Last week, I wrote that whenever our ethics cannot withstand our temptations, we are in greater trouble than we understand, for our character defines who we are—both to ourselves and to those who have chosen to be around us. It is our character that determines who we are, not money and what money can buy. In fact, it is said that character is the prophecy of destiny!

This week, I want to start by saying that it isn’t our fault that society has adopted a lifestyle that embraces a lack of character. It only becomes our fault when we become part of the problem. How, then, do we become part of the answer? It is by celebrating character—not only in our own lives, but also in the lives of others.

This is where it begins to get sticky. We are now facing, in our collective societies, those who, through levels of deception and chicanery, have achieved a place of leadership that gives them a platform from which they are able to exploit the innocent. This becomes an almost insurmountable challenge because rather than seeing these positions (in government, business, marriage, parents, or life) as those that are set in place to protect us, we seem to be suspicious of them all. The dishonesty and insincere become the standard from which we gather our information.

After seeing, reading, and hearing of all the exploitations going on in the world, we are almost afraid to trust ancient wisdom. Yet, these established; enduring truths are the qualities that history is written about; they are the reasons why the greats have become great. The current generation of Nigerians hardly churns our great men, because ancient wisdom is being despised by them. To become great in this day and time, ancient wisdom would need to be warmly embraced and walked out in shoe-leather!

Therefore, regardless of our possible reticence in trusting these time-honored precepts, let us begin…Those who will dare to take a step have a great journey ahead. But those who are still afraid can always find a reason not to posture themselves in this manner; many won’t believe the safeguarding power of these truths, even after repeatedly witnessing the undeniable and proven success they bring to the lives of the honorable.

People of character desire to shape and discipline their lives according to time-tested principles. Interestingly, in this day and age, many claim to have an interest in truth, but although the arrival of the Internet has brought an information explosion into every home, few seem to be willing to react for and grasp real truth.

For every truth we discover, we will also face a counterfeit philosophy. We see this demonstrated within the context of the issue of compliance. There are two philosophies of compliance in the world. The following mental picture will give us an idea of these two ways of thinking.

Three men are standing on the deck of an aircraft carrier. The sergeant in Arms—who was standing on a platform just above the deck, suddenly cried out, “Take cover! Hit the deck!” Two of the men immediately hit the desk. The third man remained standing, asking, “Why? What’s happening?” In an instant, a missile exploded on the deck. The men who took cover survived the blast, but shrapnel killed the third man, who failed to heed the Sergeant’s warning.

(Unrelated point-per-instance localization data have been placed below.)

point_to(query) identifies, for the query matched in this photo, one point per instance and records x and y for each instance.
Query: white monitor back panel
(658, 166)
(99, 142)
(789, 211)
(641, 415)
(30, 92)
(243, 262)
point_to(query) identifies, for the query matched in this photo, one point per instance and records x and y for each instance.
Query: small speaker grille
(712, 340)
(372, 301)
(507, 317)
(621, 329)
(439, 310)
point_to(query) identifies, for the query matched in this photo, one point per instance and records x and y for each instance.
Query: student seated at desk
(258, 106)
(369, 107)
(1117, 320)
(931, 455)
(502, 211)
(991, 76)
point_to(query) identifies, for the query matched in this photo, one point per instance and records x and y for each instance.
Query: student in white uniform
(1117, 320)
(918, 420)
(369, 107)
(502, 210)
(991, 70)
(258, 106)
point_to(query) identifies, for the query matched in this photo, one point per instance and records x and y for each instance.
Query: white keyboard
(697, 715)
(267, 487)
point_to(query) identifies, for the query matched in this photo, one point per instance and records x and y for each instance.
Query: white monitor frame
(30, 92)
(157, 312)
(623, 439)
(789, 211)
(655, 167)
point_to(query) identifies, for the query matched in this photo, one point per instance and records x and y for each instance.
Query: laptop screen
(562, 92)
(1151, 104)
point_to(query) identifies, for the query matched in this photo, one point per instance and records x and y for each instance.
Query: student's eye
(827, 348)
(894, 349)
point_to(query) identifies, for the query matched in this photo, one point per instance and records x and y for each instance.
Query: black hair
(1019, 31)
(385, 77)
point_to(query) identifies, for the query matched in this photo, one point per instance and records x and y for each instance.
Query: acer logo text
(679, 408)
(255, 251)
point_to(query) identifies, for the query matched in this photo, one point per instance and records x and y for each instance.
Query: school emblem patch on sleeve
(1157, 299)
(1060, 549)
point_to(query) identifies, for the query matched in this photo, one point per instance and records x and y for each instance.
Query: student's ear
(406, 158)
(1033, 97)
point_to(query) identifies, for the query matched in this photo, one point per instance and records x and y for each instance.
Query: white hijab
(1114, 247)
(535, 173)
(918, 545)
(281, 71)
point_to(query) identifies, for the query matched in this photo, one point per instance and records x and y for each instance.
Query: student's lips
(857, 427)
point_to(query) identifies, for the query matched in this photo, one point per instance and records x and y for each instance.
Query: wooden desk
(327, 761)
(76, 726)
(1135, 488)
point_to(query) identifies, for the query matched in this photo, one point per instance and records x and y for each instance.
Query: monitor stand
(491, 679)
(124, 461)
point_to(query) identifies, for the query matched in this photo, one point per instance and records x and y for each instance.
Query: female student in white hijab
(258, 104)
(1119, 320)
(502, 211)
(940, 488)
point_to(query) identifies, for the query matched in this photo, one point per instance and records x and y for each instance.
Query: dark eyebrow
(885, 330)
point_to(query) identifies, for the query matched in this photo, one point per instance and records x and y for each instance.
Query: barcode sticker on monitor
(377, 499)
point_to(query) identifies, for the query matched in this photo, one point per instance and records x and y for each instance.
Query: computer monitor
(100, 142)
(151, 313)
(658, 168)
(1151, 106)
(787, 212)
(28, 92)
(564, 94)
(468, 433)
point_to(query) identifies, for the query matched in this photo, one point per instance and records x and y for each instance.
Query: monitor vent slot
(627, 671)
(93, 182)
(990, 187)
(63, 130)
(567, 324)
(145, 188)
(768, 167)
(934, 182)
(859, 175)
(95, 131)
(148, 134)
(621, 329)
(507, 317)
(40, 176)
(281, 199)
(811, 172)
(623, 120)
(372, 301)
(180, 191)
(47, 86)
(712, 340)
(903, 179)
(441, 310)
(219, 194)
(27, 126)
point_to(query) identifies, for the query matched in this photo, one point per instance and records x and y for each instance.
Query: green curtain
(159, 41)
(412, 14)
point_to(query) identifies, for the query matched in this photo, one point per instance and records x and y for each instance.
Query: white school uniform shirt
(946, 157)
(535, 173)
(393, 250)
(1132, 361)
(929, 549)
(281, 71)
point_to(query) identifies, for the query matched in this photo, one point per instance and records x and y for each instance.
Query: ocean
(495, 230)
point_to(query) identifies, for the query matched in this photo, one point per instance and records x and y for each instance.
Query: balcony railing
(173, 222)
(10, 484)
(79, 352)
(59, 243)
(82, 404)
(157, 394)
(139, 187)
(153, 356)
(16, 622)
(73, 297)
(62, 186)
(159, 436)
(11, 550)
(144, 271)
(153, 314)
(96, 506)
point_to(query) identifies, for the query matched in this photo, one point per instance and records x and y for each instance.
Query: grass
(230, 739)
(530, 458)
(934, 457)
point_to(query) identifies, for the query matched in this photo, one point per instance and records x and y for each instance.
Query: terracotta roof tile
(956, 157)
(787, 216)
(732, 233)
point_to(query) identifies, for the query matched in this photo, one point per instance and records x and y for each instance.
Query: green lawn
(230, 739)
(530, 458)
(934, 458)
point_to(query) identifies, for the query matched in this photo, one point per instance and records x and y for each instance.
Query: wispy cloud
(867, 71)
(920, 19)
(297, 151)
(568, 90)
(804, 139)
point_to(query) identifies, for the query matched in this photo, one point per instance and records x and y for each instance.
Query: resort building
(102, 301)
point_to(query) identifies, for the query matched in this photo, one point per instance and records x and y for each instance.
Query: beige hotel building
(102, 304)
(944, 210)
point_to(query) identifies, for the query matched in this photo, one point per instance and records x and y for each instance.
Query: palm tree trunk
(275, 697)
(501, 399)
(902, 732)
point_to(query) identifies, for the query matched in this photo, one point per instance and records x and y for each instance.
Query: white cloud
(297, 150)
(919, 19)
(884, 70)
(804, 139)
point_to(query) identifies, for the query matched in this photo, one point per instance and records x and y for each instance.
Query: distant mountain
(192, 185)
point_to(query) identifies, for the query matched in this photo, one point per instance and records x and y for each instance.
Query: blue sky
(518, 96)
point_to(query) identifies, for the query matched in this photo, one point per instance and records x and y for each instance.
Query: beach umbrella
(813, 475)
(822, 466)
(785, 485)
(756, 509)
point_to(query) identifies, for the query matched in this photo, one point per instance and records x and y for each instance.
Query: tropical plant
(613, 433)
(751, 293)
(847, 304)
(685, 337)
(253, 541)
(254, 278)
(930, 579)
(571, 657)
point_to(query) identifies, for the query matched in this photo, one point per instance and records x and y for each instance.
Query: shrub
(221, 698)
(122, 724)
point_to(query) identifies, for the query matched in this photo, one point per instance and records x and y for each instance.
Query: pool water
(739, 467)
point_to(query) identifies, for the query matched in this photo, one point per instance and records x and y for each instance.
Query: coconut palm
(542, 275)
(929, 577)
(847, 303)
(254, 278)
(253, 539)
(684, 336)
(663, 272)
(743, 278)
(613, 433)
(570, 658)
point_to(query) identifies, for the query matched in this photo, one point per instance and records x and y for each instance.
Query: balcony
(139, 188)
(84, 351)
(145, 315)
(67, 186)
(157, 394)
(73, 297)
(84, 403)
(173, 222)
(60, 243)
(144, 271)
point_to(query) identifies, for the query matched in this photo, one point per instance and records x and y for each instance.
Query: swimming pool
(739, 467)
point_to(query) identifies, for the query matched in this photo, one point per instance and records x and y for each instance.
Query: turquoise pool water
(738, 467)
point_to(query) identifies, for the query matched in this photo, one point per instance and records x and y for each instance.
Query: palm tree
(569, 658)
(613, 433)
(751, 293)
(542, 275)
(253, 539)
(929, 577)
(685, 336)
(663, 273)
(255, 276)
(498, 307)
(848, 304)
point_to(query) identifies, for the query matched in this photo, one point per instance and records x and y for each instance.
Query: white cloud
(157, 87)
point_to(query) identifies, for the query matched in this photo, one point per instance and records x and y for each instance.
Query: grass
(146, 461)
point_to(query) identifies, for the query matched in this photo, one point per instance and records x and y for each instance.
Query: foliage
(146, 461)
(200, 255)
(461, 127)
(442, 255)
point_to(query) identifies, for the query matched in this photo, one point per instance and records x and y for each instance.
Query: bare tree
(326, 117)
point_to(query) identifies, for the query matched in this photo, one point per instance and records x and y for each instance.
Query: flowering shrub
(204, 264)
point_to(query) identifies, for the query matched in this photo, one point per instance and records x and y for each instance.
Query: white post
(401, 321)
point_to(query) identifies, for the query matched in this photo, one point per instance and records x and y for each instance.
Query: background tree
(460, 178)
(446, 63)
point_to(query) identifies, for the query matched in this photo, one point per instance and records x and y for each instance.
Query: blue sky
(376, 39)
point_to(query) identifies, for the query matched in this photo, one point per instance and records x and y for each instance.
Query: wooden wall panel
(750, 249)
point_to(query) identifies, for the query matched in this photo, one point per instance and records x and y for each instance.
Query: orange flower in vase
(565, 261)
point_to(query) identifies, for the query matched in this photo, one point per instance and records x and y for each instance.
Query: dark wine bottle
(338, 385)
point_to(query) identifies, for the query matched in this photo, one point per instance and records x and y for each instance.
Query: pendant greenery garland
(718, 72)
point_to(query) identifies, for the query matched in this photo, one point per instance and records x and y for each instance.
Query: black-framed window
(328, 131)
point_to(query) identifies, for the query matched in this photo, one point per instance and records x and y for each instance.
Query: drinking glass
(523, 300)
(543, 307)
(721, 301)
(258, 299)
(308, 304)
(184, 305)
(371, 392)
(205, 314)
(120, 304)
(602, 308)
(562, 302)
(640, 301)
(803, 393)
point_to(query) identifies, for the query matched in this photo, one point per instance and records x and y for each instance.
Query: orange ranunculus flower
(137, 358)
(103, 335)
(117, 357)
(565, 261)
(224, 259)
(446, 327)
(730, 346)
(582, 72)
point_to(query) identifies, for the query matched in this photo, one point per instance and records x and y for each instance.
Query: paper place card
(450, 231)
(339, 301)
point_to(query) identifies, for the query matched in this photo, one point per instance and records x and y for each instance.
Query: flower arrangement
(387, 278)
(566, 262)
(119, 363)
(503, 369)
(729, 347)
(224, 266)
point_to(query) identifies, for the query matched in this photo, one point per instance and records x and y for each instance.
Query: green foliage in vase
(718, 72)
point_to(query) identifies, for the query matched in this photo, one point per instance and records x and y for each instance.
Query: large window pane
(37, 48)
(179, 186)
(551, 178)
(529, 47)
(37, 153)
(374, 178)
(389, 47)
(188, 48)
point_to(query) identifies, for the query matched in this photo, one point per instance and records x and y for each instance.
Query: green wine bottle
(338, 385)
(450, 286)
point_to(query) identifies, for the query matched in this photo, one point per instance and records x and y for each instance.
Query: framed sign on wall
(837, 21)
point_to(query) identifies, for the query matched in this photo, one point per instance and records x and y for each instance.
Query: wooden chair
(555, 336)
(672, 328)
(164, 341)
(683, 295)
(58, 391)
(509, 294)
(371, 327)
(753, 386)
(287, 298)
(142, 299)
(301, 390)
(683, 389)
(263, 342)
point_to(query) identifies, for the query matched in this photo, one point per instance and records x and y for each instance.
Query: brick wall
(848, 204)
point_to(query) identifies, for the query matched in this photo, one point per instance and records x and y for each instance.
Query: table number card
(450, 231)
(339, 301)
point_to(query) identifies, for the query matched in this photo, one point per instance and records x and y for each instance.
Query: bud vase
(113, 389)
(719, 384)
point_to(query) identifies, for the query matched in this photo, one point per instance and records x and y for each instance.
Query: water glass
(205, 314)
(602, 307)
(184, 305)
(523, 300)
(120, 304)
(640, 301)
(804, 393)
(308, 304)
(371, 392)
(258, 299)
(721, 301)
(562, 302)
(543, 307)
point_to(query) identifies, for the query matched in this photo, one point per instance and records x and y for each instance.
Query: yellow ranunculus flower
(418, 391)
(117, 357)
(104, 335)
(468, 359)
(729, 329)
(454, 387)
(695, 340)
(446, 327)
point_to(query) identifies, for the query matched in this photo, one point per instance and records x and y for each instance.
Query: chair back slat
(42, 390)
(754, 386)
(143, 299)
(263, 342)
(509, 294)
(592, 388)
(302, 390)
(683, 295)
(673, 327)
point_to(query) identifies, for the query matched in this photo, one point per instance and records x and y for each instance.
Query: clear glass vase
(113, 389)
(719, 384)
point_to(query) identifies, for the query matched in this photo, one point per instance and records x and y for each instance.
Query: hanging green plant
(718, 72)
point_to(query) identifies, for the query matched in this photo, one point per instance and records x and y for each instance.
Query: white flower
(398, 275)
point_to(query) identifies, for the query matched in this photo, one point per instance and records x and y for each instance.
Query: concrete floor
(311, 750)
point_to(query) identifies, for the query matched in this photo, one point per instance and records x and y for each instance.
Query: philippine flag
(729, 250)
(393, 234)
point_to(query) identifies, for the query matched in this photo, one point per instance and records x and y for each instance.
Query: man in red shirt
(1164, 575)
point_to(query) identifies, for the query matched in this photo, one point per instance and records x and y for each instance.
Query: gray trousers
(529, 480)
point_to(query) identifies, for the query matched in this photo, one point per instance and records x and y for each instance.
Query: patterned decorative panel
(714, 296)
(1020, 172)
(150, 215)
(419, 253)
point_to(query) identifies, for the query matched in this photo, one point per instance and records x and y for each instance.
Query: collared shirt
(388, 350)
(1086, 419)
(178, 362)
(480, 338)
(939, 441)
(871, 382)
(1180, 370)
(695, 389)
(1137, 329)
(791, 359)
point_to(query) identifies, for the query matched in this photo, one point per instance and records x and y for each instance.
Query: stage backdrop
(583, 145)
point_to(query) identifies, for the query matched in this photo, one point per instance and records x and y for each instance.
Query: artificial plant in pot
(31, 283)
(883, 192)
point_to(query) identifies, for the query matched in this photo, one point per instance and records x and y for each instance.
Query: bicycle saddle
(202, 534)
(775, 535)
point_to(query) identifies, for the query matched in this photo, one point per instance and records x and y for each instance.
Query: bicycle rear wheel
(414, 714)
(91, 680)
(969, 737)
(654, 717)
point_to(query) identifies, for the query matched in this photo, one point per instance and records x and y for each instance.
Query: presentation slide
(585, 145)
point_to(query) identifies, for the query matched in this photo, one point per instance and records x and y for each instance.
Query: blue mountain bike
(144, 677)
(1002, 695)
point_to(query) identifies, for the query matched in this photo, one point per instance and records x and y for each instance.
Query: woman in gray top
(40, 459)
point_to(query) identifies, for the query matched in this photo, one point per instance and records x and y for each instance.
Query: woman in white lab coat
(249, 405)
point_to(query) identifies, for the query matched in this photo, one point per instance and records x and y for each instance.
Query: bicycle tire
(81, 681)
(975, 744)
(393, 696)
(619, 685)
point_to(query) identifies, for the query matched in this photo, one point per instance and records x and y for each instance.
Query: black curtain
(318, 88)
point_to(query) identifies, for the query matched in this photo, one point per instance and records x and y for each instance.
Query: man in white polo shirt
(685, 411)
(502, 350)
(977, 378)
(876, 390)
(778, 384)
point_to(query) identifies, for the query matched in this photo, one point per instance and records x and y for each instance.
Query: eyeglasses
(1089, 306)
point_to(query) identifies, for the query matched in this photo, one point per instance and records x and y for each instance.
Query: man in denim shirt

The third man demonstrated an understanding of compliance that is built upon counterfeit philosophy. He remained standing on the deck, asking the question, “Why?” Only when he understood the reason behind the command was he willing to comply.

Modern Western culture bases its understanding of compliance upon this philosophy. In this age of independence and information gathering, a person asks questions first and then decides if he wants to obey. In the past, when greater respect for authority and leadership was demonstrated, people usually didn’t have to be asked a second time to do anything. They complied the first time, without questioning, because they not only believed in the integrity of the person who had given them the instruction, but they also possessed an internal trait of trust.

This is a more ancient and accurate understanding of compliance. It tells us that a person complies first and seeks to understand later. Any questions he then asks are not to test the one who gave the instruction, but to preemptively prepare for wise decision-making in the future. Character proves its respect for virtue through its compliance to moral precepts. If we choose to live according to the counterfeit philosophy of compliance, the day will come when we will wish we had learned to instantly comply. A leader will say, “Take cover!” and while we are standing there, insisting on knowing why, a “missile” will hit us from behind, bringing destruction and loss. This is one of the major reasons why there is much casualty amongst the upcoming generation of Nigerians.

In rounding off this soul-searching piece, I like to zero in on what Dr. Jerry Newcombe penned on the 4th of July, unveiling the ingratitude attitude of an American soccer star, Meghan Rapinoe—toward America: “Rapinoe raised eyebrows in the 2018 season by taking a knee though she is playing for the U.S. Women’s National soccer team. Her taking a knee only came to an end starting in the 2019 season because the team passed a rule requiring players to stand during the anthem. But she right away said that she would never sing the ‘Star Spangled Banner’ again, nor would she place her hand over her heart because she hates America. Sadly, she is by no means alone. There are millions of ungrateful Americans today.”

No matter what happens, never you bite the hand that once fed you.